The C-terminal P4M domain. (A) Overview of the P4M domain, color-coded as in Fig. 1A. The bound sulfate is shown as a ball and stick. The presentation in the right panel is rotated by 180 degrees from that in the left panel. (B) The potential surface of the P4M domain (Left) and a magnified view of the sulfate-binding pocket (Right). The left panel has the same presentation as in the left panel in A, with the positive surface in blue and the negative surface in red. (C) Effects of mutations in the sulfate-binding pocket on PtdIns(4)P binding. Here 200 nM purified GST-SidM317–647 protein (WT or indicated mutants) was incubated with phosphatidylinositol phosphate (PIP) strips. The anti-GST Western blot of the overlaid membrane is shown. GST-SidM193–550 was used as the negative control.
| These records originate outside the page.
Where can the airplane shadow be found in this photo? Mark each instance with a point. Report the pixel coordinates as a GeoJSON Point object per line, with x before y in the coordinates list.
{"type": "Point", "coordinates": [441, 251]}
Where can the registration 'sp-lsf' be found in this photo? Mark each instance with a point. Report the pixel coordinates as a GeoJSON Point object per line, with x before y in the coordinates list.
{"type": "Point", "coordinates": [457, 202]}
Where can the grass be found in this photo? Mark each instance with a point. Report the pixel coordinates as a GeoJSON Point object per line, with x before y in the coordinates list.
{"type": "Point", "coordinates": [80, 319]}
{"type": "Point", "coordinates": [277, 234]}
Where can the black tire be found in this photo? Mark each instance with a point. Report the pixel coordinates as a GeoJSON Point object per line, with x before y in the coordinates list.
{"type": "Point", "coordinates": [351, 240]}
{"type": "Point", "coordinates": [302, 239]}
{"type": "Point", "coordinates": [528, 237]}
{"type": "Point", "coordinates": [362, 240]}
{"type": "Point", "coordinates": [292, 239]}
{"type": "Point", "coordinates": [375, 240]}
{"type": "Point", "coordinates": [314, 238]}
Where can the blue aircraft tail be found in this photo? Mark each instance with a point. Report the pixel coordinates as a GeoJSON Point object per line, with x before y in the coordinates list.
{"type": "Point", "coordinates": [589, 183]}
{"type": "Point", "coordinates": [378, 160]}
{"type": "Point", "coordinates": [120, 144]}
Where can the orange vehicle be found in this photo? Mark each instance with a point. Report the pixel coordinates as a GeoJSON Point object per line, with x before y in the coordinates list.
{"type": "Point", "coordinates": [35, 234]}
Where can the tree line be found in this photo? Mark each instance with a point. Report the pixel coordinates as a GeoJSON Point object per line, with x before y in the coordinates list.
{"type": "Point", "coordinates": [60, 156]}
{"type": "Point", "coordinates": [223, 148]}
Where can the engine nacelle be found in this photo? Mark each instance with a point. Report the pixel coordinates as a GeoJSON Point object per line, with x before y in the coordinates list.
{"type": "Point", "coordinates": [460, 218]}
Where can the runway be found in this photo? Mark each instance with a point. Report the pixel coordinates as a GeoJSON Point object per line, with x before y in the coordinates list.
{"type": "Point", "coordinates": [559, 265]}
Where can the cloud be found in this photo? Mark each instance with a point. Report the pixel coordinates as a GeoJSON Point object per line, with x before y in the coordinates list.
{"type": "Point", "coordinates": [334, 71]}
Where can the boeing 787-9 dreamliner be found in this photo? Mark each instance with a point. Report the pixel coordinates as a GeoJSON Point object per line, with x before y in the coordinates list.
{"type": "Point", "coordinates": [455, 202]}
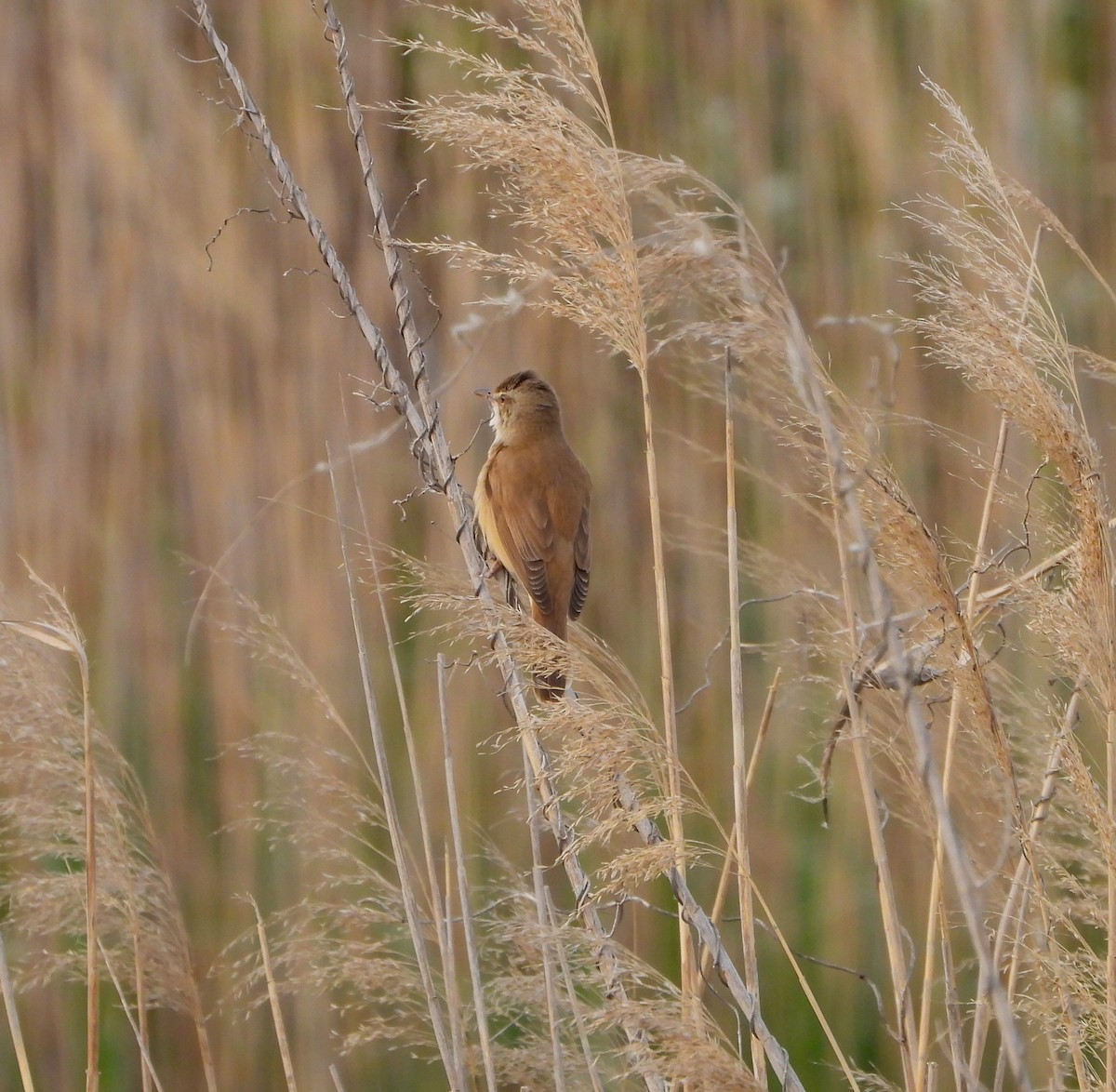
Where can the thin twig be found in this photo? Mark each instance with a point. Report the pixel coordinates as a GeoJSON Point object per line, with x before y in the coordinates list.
{"type": "Point", "coordinates": [277, 1020]}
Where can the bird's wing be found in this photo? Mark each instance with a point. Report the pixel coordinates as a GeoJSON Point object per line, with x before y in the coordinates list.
{"type": "Point", "coordinates": [525, 533]}
{"type": "Point", "coordinates": [581, 560]}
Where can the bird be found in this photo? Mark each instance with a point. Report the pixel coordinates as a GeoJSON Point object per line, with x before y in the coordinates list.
{"type": "Point", "coordinates": [533, 506]}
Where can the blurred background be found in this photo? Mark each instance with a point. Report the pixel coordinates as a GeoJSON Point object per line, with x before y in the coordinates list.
{"type": "Point", "coordinates": [173, 366]}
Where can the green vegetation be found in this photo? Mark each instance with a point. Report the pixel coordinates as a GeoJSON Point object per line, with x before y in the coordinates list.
{"type": "Point", "coordinates": [293, 820]}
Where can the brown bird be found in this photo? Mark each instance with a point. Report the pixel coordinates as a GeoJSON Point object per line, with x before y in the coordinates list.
{"type": "Point", "coordinates": [533, 505]}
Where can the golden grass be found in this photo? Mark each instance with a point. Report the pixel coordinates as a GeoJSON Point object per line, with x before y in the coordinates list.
{"type": "Point", "coordinates": [930, 577]}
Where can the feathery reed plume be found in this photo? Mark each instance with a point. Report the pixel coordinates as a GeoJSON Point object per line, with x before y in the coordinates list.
{"type": "Point", "coordinates": [436, 463]}
{"type": "Point", "coordinates": [140, 931]}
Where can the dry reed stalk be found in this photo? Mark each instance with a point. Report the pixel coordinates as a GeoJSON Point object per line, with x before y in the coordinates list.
{"type": "Point", "coordinates": [407, 887]}
{"type": "Point", "coordinates": [146, 1066]}
{"type": "Point", "coordinates": [545, 925]}
{"type": "Point", "coordinates": [64, 634]}
{"type": "Point", "coordinates": [846, 507]}
{"type": "Point", "coordinates": [435, 462]}
{"type": "Point", "coordinates": [12, 1013]}
{"type": "Point", "coordinates": [740, 770]}
{"type": "Point", "coordinates": [936, 909]}
{"type": "Point", "coordinates": [462, 878]}
{"type": "Point", "coordinates": [575, 1004]}
{"type": "Point", "coordinates": [730, 861]}
{"type": "Point", "coordinates": [273, 1001]}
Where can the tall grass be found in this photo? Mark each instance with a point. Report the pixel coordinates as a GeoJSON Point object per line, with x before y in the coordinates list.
{"type": "Point", "coordinates": [910, 556]}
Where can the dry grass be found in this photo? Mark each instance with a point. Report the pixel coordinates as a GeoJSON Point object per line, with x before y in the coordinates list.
{"type": "Point", "coordinates": [912, 634]}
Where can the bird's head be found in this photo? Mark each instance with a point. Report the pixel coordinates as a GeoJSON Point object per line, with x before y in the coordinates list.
{"type": "Point", "coordinates": [522, 402]}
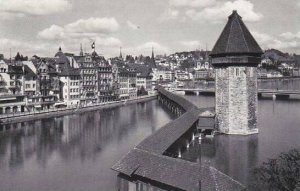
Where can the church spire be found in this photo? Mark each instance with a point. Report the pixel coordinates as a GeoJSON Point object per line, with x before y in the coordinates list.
{"type": "Point", "coordinates": [81, 51]}
{"type": "Point", "coordinates": [120, 53]}
{"type": "Point", "coordinates": [153, 59]}
{"type": "Point", "coordinates": [152, 56]}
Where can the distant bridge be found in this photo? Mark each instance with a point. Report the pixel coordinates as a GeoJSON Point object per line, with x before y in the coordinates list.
{"type": "Point", "coordinates": [276, 92]}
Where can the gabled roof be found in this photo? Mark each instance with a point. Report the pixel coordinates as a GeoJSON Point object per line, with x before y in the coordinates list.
{"type": "Point", "coordinates": [28, 73]}
{"type": "Point", "coordinates": [236, 39]}
{"type": "Point", "coordinates": [14, 69]}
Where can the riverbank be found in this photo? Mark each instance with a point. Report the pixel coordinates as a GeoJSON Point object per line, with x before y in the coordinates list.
{"type": "Point", "coordinates": [28, 116]}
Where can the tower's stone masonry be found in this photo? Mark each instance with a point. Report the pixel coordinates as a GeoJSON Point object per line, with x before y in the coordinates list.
{"type": "Point", "coordinates": [236, 100]}
{"type": "Point", "coordinates": [235, 57]}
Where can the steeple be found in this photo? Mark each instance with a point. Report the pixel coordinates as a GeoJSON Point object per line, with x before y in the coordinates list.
{"type": "Point", "coordinates": [81, 51]}
{"type": "Point", "coordinates": [153, 64]}
{"type": "Point", "coordinates": [152, 55]}
{"type": "Point", "coordinates": [121, 53]}
{"type": "Point", "coordinates": [236, 39]}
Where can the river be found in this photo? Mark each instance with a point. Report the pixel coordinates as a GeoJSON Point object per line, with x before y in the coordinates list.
{"type": "Point", "coordinates": [74, 152]}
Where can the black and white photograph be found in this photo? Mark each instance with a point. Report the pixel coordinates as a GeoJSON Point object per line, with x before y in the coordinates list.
{"type": "Point", "coordinates": [149, 95]}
The 20 C-terminal residues in several Dot/Icm substrates, such as RalF, contain a sufficient secretion signal thought to be recognized by the Dot/Icm machinery (1719). The role of SidM C-terminal residues in secretion is not known; however, residues 444–647 in the SidM C terminus bear the minimal region capable of translocating a reporter (12). The 7 invisible C-terminal residues in SidM likely are disordered, similar to the 20 C-terminal residues in RalF (20). Unlike RalF, in which the 20 residues are projected away from the RalF molecule and fully accessible for interactions with other proteins (20), residues −20 to −12 in SidM are structurally integral to the P4M domain. The last 11 flexible residues are projected toward α6 along the surface of the Rab1-activation domain and likely are only partially exposed (Figs. 1A and 2A).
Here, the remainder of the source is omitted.